Why would you jump into those functions and back?



Because I need to know what they actually do? The most interesting details are almost always absent from the function name.

EDIT:

For even a simplest helper, there's many ways to implement it. Half of them stupid, some only incorrect, some handling errors the wrong way or just the wrong way for the needs of that specific callee I'm working on. Stupidity often manifests in unnecessary copying and/or looping over copy and/or copying every step of the loop - all of which gets trivially hidden by extra indirection of a small function calling another small function. That's how you often get accidental O(n^2) in random places.

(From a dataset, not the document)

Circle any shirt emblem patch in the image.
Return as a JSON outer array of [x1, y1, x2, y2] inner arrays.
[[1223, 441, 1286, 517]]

Many such things are OK or not in context of caller, none of this is readily apparent in function signatures or type system. If the helper fn is otherwise abstracting a small idiom, I'd argue it's only obscuring it and providing ample opportunities to screw up.

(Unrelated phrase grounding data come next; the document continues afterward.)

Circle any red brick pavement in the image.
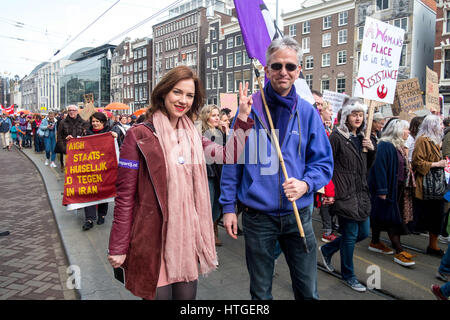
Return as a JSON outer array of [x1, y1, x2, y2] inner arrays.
[[0, 148, 78, 300]]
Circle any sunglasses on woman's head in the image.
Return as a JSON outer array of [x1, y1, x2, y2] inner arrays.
[[270, 63, 298, 72]]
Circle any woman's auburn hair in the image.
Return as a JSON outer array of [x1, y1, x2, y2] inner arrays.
[[146, 65, 205, 121]]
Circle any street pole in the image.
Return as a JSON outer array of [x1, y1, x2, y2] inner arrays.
[[276, 0, 279, 27]]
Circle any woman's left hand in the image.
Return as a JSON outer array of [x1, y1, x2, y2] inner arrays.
[[362, 137, 374, 151], [111, 131, 118, 139]]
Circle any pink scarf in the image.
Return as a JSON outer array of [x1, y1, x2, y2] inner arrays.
[[152, 110, 217, 283]]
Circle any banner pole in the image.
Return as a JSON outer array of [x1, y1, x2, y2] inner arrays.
[[252, 60, 309, 253], [363, 100, 375, 153]]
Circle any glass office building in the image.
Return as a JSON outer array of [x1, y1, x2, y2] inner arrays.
[[60, 46, 113, 108]]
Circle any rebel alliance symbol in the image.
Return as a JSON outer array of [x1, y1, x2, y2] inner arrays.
[[377, 84, 388, 99]]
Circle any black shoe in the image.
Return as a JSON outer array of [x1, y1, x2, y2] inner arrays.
[[97, 216, 105, 225], [82, 220, 94, 231], [426, 246, 445, 257]]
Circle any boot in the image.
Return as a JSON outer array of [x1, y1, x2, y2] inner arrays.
[[214, 221, 222, 247]]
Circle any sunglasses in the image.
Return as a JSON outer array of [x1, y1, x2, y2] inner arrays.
[[270, 63, 298, 72]]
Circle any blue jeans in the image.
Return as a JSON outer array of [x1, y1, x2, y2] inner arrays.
[[242, 204, 318, 300], [208, 178, 221, 222], [321, 216, 370, 281], [44, 134, 56, 161], [438, 243, 450, 297]]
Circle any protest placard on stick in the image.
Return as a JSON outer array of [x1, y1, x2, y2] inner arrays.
[[426, 66, 440, 113], [354, 17, 405, 151]]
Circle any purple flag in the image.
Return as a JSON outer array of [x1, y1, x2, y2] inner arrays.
[[234, 0, 315, 105], [234, 0, 281, 66]]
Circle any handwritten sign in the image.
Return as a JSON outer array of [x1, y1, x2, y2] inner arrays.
[[354, 17, 405, 104], [395, 78, 423, 114], [323, 90, 348, 115], [63, 133, 118, 209], [426, 66, 440, 113]]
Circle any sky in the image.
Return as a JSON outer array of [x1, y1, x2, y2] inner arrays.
[[1, 0, 302, 80]]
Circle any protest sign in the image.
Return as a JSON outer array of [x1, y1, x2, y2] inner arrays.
[[63, 133, 118, 210], [395, 78, 423, 115], [426, 66, 440, 113], [220, 93, 238, 118], [354, 17, 405, 104], [323, 90, 348, 115]]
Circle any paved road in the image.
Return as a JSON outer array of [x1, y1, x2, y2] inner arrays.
[[0, 147, 78, 300], [2, 145, 447, 300]]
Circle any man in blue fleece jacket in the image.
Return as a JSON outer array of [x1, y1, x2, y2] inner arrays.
[[219, 37, 333, 300]]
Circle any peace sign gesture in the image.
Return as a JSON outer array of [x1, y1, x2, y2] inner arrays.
[[237, 82, 253, 122]]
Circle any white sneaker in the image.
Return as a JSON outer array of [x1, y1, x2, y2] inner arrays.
[[50, 162, 57, 168], [44, 159, 49, 166], [438, 235, 450, 244]]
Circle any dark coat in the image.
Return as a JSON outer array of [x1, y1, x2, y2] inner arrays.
[[329, 128, 375, 221], [56, 115, 89, 154], [368, 141, 402, 225]]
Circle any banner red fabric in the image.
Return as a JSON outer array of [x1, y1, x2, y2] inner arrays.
[[63, 133, 118, 206]]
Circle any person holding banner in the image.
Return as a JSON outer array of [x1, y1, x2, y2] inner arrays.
[[319, 98, 375, 292], [108, 65, 254, 300], [411, 115, 447, 257], [81, 112, 118, 231], [220, 37, 334, 300]]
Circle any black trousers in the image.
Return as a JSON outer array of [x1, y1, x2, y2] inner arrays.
[[84, 203, 108, 221]]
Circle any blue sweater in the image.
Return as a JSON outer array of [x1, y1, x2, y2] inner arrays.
[[219, 90, 334, 215]]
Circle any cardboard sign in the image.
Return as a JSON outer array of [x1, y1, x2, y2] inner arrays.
[[395, 78, 423, 115], [220, 93, 238, 118], [426, 66, 440, 113], [63, 133, 118, 209], [354, 17, 405, 104]]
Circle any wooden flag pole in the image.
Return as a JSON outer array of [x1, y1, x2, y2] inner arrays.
[[363, 100, 376, 153], [252, 62, 309, 252]]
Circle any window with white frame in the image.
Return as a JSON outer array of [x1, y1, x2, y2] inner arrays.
[[321, 79, 330, 92], [143, 48, 147, 57], [339, 11, 348, 26], [143, 72, 147, 83], [322, 53, 330, 67], [337, 50, 347, 65], [302, 37, 310, 54], [305, 74, 313, 89], [227, 37, 234, 48], [323, 16, 332, 30], [235, 51, 242, 66], [227, 53, 234, 68], [207, 58, 211, 69], [143, 60, 147, 70], [322, 33, 331, 47], [337, 78, 346, 93], [289, 25, 297, 37], [219, 55, 223, 66], [358, 26, 364, 40], [218, 73, 223, 88], [212, 57, 218, 70], [303, 21, 310, 34], [206, 74, 211, 89], [210, 29, 217, 40], [243, 51, 251, 64], [235, 35, 243, 46], [376, 0, 389, 11], [399, 44, 407, 67], [305, 56, 314, 70], [212, 42, 218, 54], [234, 71, 242, 92], [394, 17, 408, 32], [446, 11, 450, 33], [227, 72, 233, 92], [338, 29, 348, 44]]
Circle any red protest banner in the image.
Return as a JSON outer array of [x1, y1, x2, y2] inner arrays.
[[63, 133, 118, 206]]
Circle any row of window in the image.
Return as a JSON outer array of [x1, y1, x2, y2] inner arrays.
[[289, 11, 349, 37], [123, 86, 148, 101], [155, 14, 198, 37], [206, 70, 252, 93], [358, 17, 408, 41], [300, 29, 348, 54], [304, 50, 347, 69], [206, 51, 251, 69], [133, 60, 148, 72], [133, 47, 147, 60], [208, 33, 243, 49], [304, 76, 346, 94]]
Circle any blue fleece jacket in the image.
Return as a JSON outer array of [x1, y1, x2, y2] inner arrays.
[[219, 89, 334, 215]]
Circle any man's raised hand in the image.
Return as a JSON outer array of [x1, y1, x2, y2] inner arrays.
[[237, 82, 252, 122]]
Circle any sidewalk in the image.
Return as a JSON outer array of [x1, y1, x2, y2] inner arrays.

I know many devs don't care, they prefer to instead submit slow and buggy code and fix it later when it breaks. I'm more of a "don't do stupid shit, you'll have less bugs to fix and less performance issues for customers to curse you for" kind of person, so cognitive load actually matters for me, and wishing it away isn't an acceptable solution.


>Because I need to know what they actually do?

Strange. The longer I've been programming, the less I agree with this.

>For even a simplest helper, there's many ways to implement it.

Sure. But by definition, the interface is what matters at the call site.

> That's how you often get accidental O(n^2) in random places.

Both loops still have to be written. If they're in separate places, then instead of a combined function which is needlessly O(n^2) where it should be O(n), you have two functions, one of which is needlessly O(n) where it should be O(1).

When you pinpoint a bottleneck function with a profiler, you want it to be obvious as possible what's wrong: is it called too often, or does it take too long each time?

> If the helper fn is otherwise abstracting a small idiom, I'd argue it's only obscuring it and providing ample opportunities to screw up.

Abstractions explain the purpose in context.

> I'm more of a "don't do stupid shit, you'll have less bugs to fix and less performance issues for customers to curse you for" kind of person

The shorter the function is, the less opportunity I have to introduce a stupidity.